PDN is a good course, with lots of really interesting material. However it requires a lot of independent work (it often seemed like more than people taking other part II options were doing) and I found it quite hard to keep up with the lectures.
One piece of advice I have for future years is not to get too carried away with reading for single topics. Given the amount of literature available and the fact that most topics have lots of different angles to them an exam question could potentially focus on, I often found it hard to judge when to stop reading around a topic and move onto the next. I therefore ran out of time to do the reading properly for all the topics; for around 20% of the topics I only had time to learn the lecture notes plus a few extra facts. This caused problems in the exams because I had to write a couple of essays on bits I didn’t have much extra reading for. Several of my favourite topics never came up at all and when writing essays I had properly researched I sometimes found I knew more than could be fitted into an essay in the time available. So I think it would have been better to spread myself more evenly across more lecture courses. Perhaps stick to reading one or two reviews and looking at a couple of original papers only per topic, and then only doing more in depth reading if there’s time. This would also help you feel on top of the material, which I think is important. Also don’t keep reading too close to the exams – I underestimated how long it would take me to properly memorise the details of the revision notes I had already made.

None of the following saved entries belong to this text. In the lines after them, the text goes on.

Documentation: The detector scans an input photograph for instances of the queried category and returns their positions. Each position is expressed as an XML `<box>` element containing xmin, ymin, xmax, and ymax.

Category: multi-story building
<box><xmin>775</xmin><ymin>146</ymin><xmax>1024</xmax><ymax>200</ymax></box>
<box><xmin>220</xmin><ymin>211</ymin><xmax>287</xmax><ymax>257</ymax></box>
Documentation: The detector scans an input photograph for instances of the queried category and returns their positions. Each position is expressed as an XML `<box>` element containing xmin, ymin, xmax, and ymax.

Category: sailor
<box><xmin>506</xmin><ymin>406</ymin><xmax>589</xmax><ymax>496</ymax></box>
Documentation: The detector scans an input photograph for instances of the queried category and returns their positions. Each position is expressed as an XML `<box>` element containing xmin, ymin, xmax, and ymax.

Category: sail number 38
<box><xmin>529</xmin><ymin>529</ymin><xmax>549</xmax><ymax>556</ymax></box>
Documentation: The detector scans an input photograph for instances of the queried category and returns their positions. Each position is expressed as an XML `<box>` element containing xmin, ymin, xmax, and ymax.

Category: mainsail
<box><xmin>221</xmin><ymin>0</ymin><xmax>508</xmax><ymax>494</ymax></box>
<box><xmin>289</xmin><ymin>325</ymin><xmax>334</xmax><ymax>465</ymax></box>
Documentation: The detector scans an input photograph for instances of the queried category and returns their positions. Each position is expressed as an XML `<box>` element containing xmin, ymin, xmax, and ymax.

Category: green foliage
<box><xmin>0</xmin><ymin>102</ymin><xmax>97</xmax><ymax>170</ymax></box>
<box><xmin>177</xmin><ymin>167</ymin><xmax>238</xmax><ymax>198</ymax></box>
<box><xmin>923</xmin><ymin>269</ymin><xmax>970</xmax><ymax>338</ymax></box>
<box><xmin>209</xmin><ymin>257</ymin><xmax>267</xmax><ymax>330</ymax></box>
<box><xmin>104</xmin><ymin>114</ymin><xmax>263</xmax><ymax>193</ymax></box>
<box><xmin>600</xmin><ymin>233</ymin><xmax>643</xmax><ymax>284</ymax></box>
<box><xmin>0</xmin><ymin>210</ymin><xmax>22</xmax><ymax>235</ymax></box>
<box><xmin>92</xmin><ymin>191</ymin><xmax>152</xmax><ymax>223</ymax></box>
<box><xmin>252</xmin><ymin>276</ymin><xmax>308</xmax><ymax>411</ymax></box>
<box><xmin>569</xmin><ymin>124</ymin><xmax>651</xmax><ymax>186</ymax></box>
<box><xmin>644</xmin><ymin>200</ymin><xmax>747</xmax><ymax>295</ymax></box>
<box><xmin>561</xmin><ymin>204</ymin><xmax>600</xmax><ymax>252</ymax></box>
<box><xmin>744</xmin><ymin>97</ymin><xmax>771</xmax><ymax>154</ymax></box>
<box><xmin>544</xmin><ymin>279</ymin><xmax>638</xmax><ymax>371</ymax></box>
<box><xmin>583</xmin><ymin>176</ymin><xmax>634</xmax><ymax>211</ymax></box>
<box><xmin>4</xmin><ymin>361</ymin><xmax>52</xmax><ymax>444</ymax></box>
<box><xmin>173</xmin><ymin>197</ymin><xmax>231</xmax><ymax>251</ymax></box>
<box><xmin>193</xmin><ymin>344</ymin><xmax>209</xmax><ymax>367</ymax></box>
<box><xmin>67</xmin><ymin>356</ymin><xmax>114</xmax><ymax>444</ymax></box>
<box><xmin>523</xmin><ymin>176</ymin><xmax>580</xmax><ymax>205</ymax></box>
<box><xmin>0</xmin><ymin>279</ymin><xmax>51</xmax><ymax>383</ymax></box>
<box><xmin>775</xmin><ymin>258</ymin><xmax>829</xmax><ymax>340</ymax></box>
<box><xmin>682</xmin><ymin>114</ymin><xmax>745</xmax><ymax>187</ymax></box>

Get more supervisions! Although it’s sometimes hard to persuade people to do supervisions, getting essays marked is really important, especially as lecturers seem to have differing opinions about how essays should be written. For example Stewart Sage made it clear he thinks a first class essay would have to have lots of references so I made an especially large effort to learn lots for his course, other people had very strong feelings about the use of subheadings.
One of the hard things about the exams is that you have to go from knowing everything from Michaelmas term to knowing everything from Lent term overnight. My worst exam was the third one (the first one after the switch) – I know several other people for whom this was also the case. So I think it could help to make sure you put a lot of effort into revising Lent material as well as Michaelmas material in the days immediately before the exams start.